A 1.3-mile stretch of Pacific Coast Highway, from Warner Avenue to Anderson Street in Sunset Beach, was closed for more than 2 hours Thursday as it flooded with high tides and steady rainfall.

Caltrans workers responded to the stretch at about 8:30 a.m. Thursday to clear the water that had collected on Pacific Coast Highway and shut down part of the road from 9 a.m. to 11:30 a.m., Caltrans Public Information Officer Ruben Fernandez said.

Fernandez said workers installed drain plugs to deal with high tides that reached 7.3 feet in the area Wednesday, but the tide and rain exceeded what it could hold.

"This morning with the heavy downpours plus the high tides, I hate to use the term 'perfect storm,' but it really is the worst of both worlds," said Huntington Beach City Utilities Manager Brian Ragland, who noted there was also some flooding near the Huntington Harbour along Saybrook Lane.

The portion of Pacific Coast Highway is owned and operated by Caltrans, which pumped water from the road over the sea wall, Ragland said.

"They are going to deflate and reinstall those drain plugs later today," said Fernandez, noting high tides are expected Friday morning as well.

Ragland said water was above the foundations of some homes at Pacific Coast Highway and Park Avenue in Sunset Beach, but he hadn't heard if it had gone into any of the residences.

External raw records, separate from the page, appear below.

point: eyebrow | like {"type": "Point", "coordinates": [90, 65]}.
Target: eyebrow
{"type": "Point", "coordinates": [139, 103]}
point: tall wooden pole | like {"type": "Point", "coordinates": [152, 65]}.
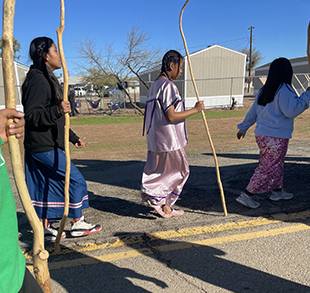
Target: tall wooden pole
{"type": "Point", "coordinates": [40, 255]}
{"type": "Point", "coordinates": [308, 45]}
{"type": "Point", "coordinates": [60, 31]}
{"type": "Point", "coordinates": [203, 115]}
{"type": "Point", "coordinates": [250, 59]}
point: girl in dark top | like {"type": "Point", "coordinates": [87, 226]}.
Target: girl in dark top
{"type": "Point", "coordinates": [45, 161]}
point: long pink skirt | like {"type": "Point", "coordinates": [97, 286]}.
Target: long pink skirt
{"type": "Point", "coordinates": [164, 176]}
{"type": "Point", "coordinates": [268, 175]}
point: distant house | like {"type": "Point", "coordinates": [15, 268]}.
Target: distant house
{"type": "Point", "coordinates": [300, 79]}
{"type": "Point", "coordinates": [20, 72]}
{"type": "Point", "coordinates": [219, 73]}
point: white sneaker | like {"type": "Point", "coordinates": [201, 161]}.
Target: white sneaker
{"type": "Point", "coordinates": [277, 195]}
{"type": "Point", "coordinates": [50, 233]}
{"type": "Point", "coordinates": [82, 228]}
{"type": "Point", "coordinates": [247, 201]}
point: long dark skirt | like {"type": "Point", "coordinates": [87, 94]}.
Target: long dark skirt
{"type": "Point", "coordinates": [45, 178]}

Fernandez said he'd heard of one homeowner along Pacific Coast Highway that had experienced flooding in his home.

Huntington Beach Police Lt. Chad Nichols described the flooding along Pacific Coast Highway and Warner Avenue as mild and common.

"It's nothing we don't have every time it rains here," he said. "It's a low area that gets flooded whenever it rains."

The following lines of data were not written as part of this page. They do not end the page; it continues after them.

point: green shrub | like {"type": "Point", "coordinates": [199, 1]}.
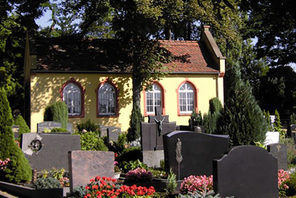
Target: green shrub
{"type": "Point", "coordinates": [267, 118]}
{"type": "Point", "coordinates": [88, 126]}
{"type": "Point", "coordinates": [210, 119]}
{"type": "Point", "coordinates": [19, 169]}
{"type": "Point", "coordinates": [119, 145]}
{"type": "Point", "coordinates": [291, 151]}
{"type": "Point", "coordinates": [242, 118]}
{"type": "Point", "coordinates": [130, 154]}
{"type": "Point", "coordinates": [195, 119]}
{"type": "Point", "coordinates": [277, 123]}
{"type": "Point", "coordinates": [58, 130]}
{"type": "Point", "coordinates": [91, 142]}
{"type": "Point", "coordinates": [46, 183]}
{"type": "Point", "coordinates": [291, 183]}
{"type": "Point", "coordinates": [57, 112]}
{"type": "Point", "coordinates": [23, 127]}
{"type": "Point", "coordinates": [135, 124]}
{"type": "Point", "coordinates": [132, 165]}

Tides hit a week high in Huntington Beach on Thursday at 7.2 feet, Ragland said. It topped out at 7.1 Wednesday, and the city was preparing for tides in the high sixes and possible sevens between 9:15 a.m. and 9:30 a.m. Friday.

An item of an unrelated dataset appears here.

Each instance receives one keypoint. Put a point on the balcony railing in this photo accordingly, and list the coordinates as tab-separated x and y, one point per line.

"It's an area in Huntington Beach that floods from time to time and one that we try to prepare for," Ragland said of Saybrook Lane. "We put out signs about the flooding and try to stay on top of things by making sure the drains are clear."

Runoff water from high tides in Sunset Beach along Pacific Coast Highway get particularly problematic because it drifts down to the road.

"It doesn't drain to the ocean as one might expect," Ragland said, "so that's one of the reasons the high tide and big storm makes it so tough."